Bandgap voltage reference circuit
Abstract
A voltage reference circuit is provided with: an operational amplifier circuit; first and second resistor elements; first and second diodes; and first and second transistors. The first resistor element and the first diode are connected in series between a first input terminal of the operational amplifier circuit and a reference level node. The second resistor element and the second diode are connected in series between a second input terminal of the operational amplifier circuit and the reference level node. The first transistor is connected between a power supply node and the first input terminal of the operational amplifier circuit and has a control electrode receiving an output of the operational amplifier circuit. The second transistor is connected between the power supply node and the second input terminal of the operational amplifier circuit and has a control electrode receiving the output of the operational amplifier circuit. The value of R 12 ·ln(n 11 ·n 22 )/(R 12 ·n 12 ·R 11 ) is adjusted to approximately 23.25, where R 11 and R 12 are resistance values of the first and second resistor elements, n 11 is a ratio of an area of a p-n junction of the second diode to an area of a p-n junction of the first diode, and n 12 is a ratio of a W/L ratio of the first transistor to a W/L ratio of the second transistor.
Claims
exact text as granted — not AI-modified1. A voltage reference circuit comprising:
an operational amplifier circuit;
first and second resistor elements;
first and second diodes; and
first and second transistors,
wherein said first resistor element and said first diode are connected in series between a first input terminal of said operational amplifier circuit and a reference level node,
wherein said second resistor element and said second diode are connected in series between a second input terminal of said operational amplifier circuit and the reference level node,
wherein said first transistor is connected between a power supply node and said first input terminal of said operational amplifier circuit,
wherein said first transistor has a control electrode receiving an output of said operational amplifier circuit,
wherein said second transistor is connected between the power supply node and said second input terminal of said operational amplifier circuit,
wherein said second transistor has a control electrode receiving the output of said operational amplifier circuit, and
wherein a temperature coefficient of at least one of voltages of said first and second input terminals of said operational amplifier circuit is substantially set to zero by adjusting a value of R 12 ·ln(n 11 ·n 12 )/(R 12 −n 12 ·R 11 ) to approximately 23.25, where R 11 and R 12 are resistance values of said first and second resistor elements, n 11 is a ratio of an area of a p-n junction of said second diode to an area of a p-n junction of said first diode, n 12 is a ratio of a W/L ratio of said first transistor to a W/L ratio of said second transistor, and W/L is a gate width to a gate length ratio.

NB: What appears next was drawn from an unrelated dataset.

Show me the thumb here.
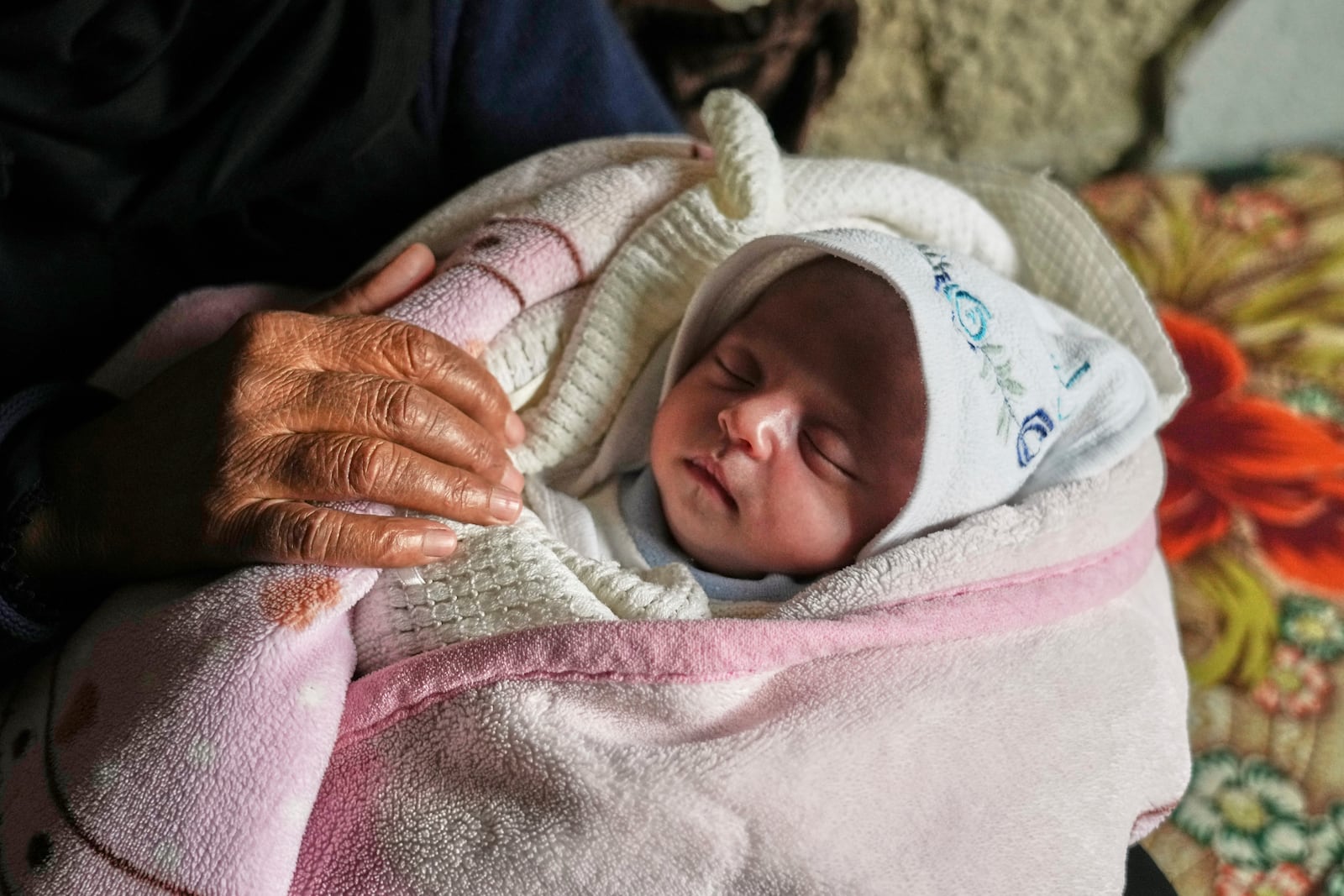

2. The voltage reference circuit according to claim 1 , further comprising an output circuit that receives the output of said operational amplifier circuit to output an output voltage.
3. The voltage reference circuit according to claim 2 , wherein said output circuit includes:
a third resistor;
a third diode; and
a third transistor,
wherein said third resistor and said third diode are connected in series between an output node outputting said output voltage and the reference level node,
wherein said third transistor is connected between said output node and the power supply node, and
wherein said third transistor receives the output of said operational amplifier circuit on a control electrode thereof.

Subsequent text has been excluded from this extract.